Левый фланг
Шрифт:
— Вот так, дружище, — сказал он дежурному офицеру, когда в Москве возник и раскатился первый залп салюта.
ГЛАВА 7
Четвертая военная осень…
Генерал Бойченко неторопливо вспоминал их, одну за другой, и сравнивал. Та, первая, с мокрым снегом, застигла его на берегу канала Москва — Волга; вторая, сухая и прозрачная, долго стояла насмерть в предгорьях Кавказа; третья отшумела обложными мелкими дождями на кручах днепровского плацдарма; и эта, четвертая, быстроногая осень, привела его форсированным маршем на Балканы.
Наконец-то линейная безымянная, или, как ее с улыбкой величали, в е р б л ю ж ь я дивизия удостоилась внимания: теперь она награждена боевым орденом и ей присвоено почетное наименование — Белградская. Будет
Теперь все стало на свои места. Еще недавно Бойченко сетовал на то, что его полки оттесняются с главного направления на юг, а теперь и скромная задача — держать оборону на тихом участке фронта — кажется ему чрезвычайно важной. Позвольте, но ведь это в самом деле так: дивизия прикрывает левый фланг всего Третьего Украинского, и она дает возможность югославам отмобилизоваться, привести в порядок свои силы. А потом, оборона на таком широком фронте, почти в сорок километров, никакими уставами не предусмотрена (такое случалось лишь в гражданскую войну с ее не бог весть какой плотностью огня). Да к тому же и не тихий, вовсе не тихий, достался дивизии участочек: то и дело отбивай наскоки немцев, продолжающих отход из Греции.
Тут уж не до отдыха на сербских курортах в б а р х а т н ы й сезон, как в шутку называл эту оборону Строев, если штаб вторую неделю на колесах: из Ягодины — на юг, в Белушич, оттуда — на север, в Крагуевац, и вот снова в путь-дорогу. И все через Моравскую долину, которую изучили так, что и карты не нужны. Только расположились в Белушиче, людном живописном городке, до отказа переполненном новобранцами НОАЮ [11] , — приказ комкора: нацелить полк Мамедова на Чачак. А раз пехота рокируется вправо, то и штабу дивизии надо быть поближе к театру военных действий. Но прямым путем туда не попадешь, — немцы удерживают горный выступ, вот и приходится кружить по Моравской долине. Наконец обосновались в Крагуеваце.

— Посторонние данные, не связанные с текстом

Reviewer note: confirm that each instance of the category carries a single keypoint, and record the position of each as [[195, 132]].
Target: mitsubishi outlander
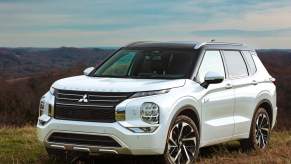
[[161, 98]]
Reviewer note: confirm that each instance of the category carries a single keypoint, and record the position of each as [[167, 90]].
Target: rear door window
[[212, 62]]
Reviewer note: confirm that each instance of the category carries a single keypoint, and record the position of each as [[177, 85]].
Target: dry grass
[[20, 145]]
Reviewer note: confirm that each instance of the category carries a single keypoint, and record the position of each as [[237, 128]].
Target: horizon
[[71, 23]]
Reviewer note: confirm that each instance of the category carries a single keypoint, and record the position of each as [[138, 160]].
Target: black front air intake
[[83, 139]]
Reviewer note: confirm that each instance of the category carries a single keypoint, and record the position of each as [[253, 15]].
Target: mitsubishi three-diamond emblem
[[84, 99]]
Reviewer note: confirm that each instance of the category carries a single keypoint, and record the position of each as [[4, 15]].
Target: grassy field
[[20, 145]]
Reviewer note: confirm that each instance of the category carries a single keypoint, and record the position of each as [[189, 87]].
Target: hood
[[100, 84]]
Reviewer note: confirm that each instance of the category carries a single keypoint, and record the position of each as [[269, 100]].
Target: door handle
[[254, 82], [228, 86]]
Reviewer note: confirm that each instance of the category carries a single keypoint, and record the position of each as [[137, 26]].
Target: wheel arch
[[189, 111], [266, 104]]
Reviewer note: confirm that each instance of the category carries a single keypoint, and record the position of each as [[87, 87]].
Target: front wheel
[[182, 142], [260, 132]]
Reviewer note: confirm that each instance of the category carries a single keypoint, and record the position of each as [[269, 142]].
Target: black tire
[[259, 133], [182, 142]]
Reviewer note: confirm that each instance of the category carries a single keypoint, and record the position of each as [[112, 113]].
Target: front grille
[[83, 139], [87, 106]]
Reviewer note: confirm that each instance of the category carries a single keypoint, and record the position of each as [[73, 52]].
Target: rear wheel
[[260, 132], [182, 142]]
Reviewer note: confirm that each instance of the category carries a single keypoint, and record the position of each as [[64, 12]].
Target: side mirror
[[212, 78], [87, 71]]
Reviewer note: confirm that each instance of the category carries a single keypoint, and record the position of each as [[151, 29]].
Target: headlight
[[52, 90], [150, 93], [150, 113], [41, 107]]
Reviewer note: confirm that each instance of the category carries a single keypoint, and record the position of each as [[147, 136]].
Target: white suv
[[167, 99]]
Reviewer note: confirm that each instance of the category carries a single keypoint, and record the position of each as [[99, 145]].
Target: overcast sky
[[93, 23]]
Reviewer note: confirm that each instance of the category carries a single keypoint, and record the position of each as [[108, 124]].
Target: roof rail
[[216, 43], [137, 42]]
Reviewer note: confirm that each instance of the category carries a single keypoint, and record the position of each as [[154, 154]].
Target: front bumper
[[131, 143]]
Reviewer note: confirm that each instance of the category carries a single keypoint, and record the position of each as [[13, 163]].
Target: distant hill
[[31, 72], [21, 62]]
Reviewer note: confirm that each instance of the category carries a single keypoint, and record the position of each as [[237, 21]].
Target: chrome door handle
[[254, 82], [228, 86]]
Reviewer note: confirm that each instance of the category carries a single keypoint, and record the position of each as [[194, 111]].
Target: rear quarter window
[[250, 61], [235, 63]]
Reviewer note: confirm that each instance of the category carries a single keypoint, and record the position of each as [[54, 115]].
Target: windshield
[[149, 64]]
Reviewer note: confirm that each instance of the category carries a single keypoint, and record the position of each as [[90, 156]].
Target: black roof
[[189, 45]]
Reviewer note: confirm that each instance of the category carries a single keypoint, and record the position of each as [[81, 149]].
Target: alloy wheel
[[182, 143]]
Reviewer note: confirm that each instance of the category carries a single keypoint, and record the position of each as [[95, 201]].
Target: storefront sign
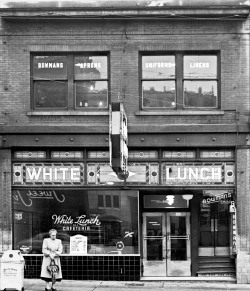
[[78, 223], [48, 173], [159, 65], [234, 229], [26, 197], [118, 140], [78, 244], [198, 173]]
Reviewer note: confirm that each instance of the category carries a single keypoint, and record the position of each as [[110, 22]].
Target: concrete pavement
[[68, 285]]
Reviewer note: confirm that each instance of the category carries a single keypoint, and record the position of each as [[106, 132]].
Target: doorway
[[214, 229], [166, 244]]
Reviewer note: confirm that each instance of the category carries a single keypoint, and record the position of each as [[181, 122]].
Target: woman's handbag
[[53, 269]]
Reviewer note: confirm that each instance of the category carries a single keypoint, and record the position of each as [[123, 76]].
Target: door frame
[[166, 267], [182, 267]]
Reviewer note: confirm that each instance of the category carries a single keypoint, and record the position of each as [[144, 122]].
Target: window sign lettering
[[90, 67], [158, 67], [49, 67], [81, 222], [201, 67], [78, 244], [49, 173], [26, 197], [74, 211]]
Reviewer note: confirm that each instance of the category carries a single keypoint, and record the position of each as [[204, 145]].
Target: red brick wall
[[124, 40], [5, 198]]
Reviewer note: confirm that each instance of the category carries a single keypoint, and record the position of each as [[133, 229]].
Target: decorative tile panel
[[66, 155], [198, 173], [30, 155], [220, 154], [178, 154], [139, 173]]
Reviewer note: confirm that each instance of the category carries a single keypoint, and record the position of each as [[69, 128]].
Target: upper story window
[[70, 81], [180, 81]]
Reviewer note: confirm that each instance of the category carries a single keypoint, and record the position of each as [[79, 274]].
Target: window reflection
[[72, 212], [158, 94], [200, 94], [91, 94], [50, 94]]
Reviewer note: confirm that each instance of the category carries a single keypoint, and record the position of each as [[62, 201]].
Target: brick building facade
[[182, 75]]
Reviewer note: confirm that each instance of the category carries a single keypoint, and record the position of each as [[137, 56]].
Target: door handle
[[179, 237]]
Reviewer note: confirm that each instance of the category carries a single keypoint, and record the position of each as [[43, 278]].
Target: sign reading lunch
[[198, 173], [48, 173]]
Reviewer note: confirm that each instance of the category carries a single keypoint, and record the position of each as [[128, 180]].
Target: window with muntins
[[180, 81], [68, 82]]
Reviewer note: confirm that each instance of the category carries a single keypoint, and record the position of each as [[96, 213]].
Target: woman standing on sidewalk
[[52, 249]]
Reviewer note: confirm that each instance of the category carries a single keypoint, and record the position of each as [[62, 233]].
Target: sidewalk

Это главный город Шумадии — самой сердцевины Сербии. (Город-мученик, переживший даже массовые расстрелы школьников.) По улицам проходит югославская бригада, вооруженная и экипированная в России. «Живео! Живео!» — летит со всех сторон. Сербы встречают земляков, побывавших в той стране, где сражался когда-то Олеко Дундич. В Крагуеваце на каждом шагу непривычные контрасты: среди горожан, толпящихся на тротуарах, невесть откуда взявшиеся молодые франты и пожилые мужчины без ботинок; среди партизан черноокие девушки с затейливыми прическами, с автоматами, с парабеллумами, и чумазые парни — кто в чем, с допотопными винтовками и дробовиками (автоматы-то, наверное, подарили девушкам!). На другой день вечером над городом прошли американские «бостоны» — из тех, что посылались в ч е л н о ч н ы е операции. Один из самолетов сбросил бомбы на окраину. «Авионы, авионы!» — в испуге кричали женщины. Грохот, дым, паника. Заработали крупнокалиберные пулеметы зенитчиков дивизии. Что-то слишком часто стали «ошибаться» американцы… Через три дня новый приказ: идти на север, за Дунай. Сборы, совещания, полки сдали оборону партизанским бригадам — и уже на марше к Крагуевацу. В штабе по рукам ходят новые листы карт-пятисоток, на северном срезе которых начинается уже венгерская земля — четвертое по счету государство Дунайского бассейна. Жаль расставаться с Югославией, к ней успели привыкнуть за этот месяц. Ну, что ж, если привыкли, то погостите еще немного, и назавтра все опять меняется, вернее, остается по-старому: дивизия снова занимает оборону на сверхшироком фронте, и штаб — снова на юг, «вдоль да по бережку, бережку крутому» реки Моравы.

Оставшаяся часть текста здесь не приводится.